C’est dû aussi au traitement qui m’a stabilisée, aux 7 ans de traitement, au fait que j’ai failli me tuer avec ma « petite bêtise », mon « accident », qui m’a fait prendre conscience. Les 7 années que j’ai vécues, à apprendre à me connaitre, à me comprendre, à mieux gérer mes émotions.
Cet exercice a marché parce que j’avais fait tout ce parcours avant, où je n’étais pas encore prête.
Mon parcours
J’ai commencé à aller mal au début du collège, de l’adolescence, j’étais mal dans ma peau, je voyais tout en négatif. Vers mes 14 / 15 ans j’ai fait une TS avec des médicaments. Je n’en parlais pas, je cachais tout. J’ai vu l’infirmière, qui a vu mes bras. Elle a appelé ma mère (je n’en étais pas contente, pour moi c’était une trahison). Ma mère m’a emmenée chez un psychologue. (Dès l’âge de 6 ans, cela n’allait pas, je me sentais bizarre. Je n’osais pas dire à la psy que je n’aimais pas mes frères. ) Après le coup de fil de l’infirmière, Maman m’a emmenée au CMP. Mais cela a été horrible. L’infirmière ne disait rien. Elle écrivait. J’étais encore plus mal en repartant. C’était une période difficile, je faisais une crise d’adolescence.
J’ai la chance d’avoir une mère dans la psychologie, la méthode Montessori, dans le « parler ». On a parlé beaucoup ma mère et moi ; on a créé un lien très fort, elle a toujours eu les mots qu’il fallait. C’était un peu ma psy !
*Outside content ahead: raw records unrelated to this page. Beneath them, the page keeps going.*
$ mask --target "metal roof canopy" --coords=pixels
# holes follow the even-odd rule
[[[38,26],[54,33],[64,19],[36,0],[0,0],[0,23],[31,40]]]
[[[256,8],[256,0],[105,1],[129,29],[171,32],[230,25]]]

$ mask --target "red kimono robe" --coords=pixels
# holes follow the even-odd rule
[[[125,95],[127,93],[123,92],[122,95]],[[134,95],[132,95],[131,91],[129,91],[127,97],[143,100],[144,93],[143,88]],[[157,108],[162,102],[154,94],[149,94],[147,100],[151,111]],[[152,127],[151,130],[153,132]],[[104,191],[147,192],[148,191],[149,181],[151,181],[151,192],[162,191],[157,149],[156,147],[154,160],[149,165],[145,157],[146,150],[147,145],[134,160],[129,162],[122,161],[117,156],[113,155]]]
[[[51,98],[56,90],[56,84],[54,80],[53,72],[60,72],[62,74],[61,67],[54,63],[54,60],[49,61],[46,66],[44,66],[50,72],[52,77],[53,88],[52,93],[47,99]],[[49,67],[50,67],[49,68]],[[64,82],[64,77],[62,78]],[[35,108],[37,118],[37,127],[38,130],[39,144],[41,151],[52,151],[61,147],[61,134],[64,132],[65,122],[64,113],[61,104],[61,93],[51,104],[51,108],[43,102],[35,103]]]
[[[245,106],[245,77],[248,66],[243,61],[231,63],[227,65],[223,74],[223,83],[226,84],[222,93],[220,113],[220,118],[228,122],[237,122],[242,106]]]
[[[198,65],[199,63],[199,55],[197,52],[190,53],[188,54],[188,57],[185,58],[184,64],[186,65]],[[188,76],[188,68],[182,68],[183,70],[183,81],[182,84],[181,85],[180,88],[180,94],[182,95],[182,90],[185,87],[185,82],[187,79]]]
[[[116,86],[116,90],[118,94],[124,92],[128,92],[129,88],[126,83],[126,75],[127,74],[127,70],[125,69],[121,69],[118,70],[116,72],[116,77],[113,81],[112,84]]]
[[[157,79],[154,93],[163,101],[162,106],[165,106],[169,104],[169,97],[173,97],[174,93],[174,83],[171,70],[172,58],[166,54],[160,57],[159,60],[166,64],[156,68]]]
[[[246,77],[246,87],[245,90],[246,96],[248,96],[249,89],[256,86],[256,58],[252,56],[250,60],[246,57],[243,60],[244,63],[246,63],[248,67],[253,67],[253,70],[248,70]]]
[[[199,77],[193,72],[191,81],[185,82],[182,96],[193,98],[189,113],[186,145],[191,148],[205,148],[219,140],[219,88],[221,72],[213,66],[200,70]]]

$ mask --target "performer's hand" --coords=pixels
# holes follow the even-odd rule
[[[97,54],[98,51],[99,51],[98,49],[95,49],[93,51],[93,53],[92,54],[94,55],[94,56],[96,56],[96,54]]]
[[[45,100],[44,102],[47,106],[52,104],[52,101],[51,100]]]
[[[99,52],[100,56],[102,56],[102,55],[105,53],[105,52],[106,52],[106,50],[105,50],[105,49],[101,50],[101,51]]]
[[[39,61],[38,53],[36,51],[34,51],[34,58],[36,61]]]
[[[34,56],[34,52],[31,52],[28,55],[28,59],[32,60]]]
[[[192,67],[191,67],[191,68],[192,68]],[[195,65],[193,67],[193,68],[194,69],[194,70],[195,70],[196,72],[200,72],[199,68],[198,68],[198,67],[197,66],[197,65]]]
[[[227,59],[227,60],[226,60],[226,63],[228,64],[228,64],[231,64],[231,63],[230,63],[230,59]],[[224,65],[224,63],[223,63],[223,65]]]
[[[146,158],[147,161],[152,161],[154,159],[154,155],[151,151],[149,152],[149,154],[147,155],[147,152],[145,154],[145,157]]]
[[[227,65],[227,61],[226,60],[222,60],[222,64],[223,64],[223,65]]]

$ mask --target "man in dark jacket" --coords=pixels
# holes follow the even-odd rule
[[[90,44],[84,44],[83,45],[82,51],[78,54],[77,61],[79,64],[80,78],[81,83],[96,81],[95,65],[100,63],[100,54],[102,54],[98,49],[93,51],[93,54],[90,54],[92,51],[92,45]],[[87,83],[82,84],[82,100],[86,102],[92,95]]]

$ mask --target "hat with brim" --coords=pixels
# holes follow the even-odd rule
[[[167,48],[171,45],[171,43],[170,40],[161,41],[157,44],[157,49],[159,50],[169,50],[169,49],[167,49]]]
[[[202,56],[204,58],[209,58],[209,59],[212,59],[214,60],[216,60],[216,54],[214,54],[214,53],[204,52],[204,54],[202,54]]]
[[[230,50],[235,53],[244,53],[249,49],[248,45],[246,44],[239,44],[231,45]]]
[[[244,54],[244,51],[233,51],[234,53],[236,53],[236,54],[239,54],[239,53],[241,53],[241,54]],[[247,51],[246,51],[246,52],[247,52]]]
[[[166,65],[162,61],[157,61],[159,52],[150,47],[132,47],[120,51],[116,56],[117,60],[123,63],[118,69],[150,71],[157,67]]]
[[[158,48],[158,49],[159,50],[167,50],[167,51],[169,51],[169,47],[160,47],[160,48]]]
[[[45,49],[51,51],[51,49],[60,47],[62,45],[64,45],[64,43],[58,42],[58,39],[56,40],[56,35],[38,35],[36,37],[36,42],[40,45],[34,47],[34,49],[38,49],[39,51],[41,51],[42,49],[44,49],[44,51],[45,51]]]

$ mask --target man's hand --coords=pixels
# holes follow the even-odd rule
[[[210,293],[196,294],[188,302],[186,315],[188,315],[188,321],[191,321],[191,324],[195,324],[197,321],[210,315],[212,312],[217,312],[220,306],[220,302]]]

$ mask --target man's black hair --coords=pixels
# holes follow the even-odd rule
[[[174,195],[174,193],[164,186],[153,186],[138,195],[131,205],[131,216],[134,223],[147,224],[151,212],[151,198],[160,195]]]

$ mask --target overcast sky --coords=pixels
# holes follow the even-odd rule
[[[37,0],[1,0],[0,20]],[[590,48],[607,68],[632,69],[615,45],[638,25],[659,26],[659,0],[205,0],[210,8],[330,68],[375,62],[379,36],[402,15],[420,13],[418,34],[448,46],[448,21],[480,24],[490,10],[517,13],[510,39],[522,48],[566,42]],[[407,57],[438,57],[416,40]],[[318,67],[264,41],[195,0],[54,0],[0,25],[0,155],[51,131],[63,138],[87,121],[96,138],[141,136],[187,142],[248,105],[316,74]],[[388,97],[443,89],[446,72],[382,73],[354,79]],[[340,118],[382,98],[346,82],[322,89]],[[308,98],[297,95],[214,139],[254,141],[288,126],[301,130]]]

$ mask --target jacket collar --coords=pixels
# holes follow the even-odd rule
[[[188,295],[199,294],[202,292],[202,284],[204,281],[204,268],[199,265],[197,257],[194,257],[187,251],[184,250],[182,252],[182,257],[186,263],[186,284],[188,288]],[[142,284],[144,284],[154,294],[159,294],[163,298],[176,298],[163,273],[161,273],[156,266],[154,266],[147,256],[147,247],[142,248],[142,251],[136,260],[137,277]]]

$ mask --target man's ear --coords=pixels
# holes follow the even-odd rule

A la fin de ma Troisième, j’avais beaucoup de solitude, je n’avais plus d’amis. Au début du lycée, c’était un nouveau départ, je n’avais pas de relations sociales, j’étais timide, renfermée sur moi-même, j’avais des angoisses sociales, scolaires.
La mort de ma Tata a été la première fois dans ma vie, un grand chamboulement dans ma tête. Je suis allée à son enterrement, et j’ai été chamboulée de prendre conscience que tout le monde peut mourir. Sur les 3, 5 mois suivants, je regardais en boucle les vidéos de ma Tata. Elle ressemblait un peu à Amy Whinehouse. J’avais de grandes angoisses.
Cela a été le début de séjours en hôpitaux et de rencontres régulières avec des psychiatres. La première était horrible. Elle me répétait que j’avais tout pour être heureuse ! Alors je culpabilisais. Ensuite j’ai changé de psy. J’en ai consulté environ 5. Fin 2020, à Paris, j’ai reçu un diagnostic de Borderline. Quoi faire ? Le psy nous a redirigés vers un psychothérapeute à Paris, en visio. Jusqu’à mes 18 ans, j’ai été suivie par l’hôpital pour ados.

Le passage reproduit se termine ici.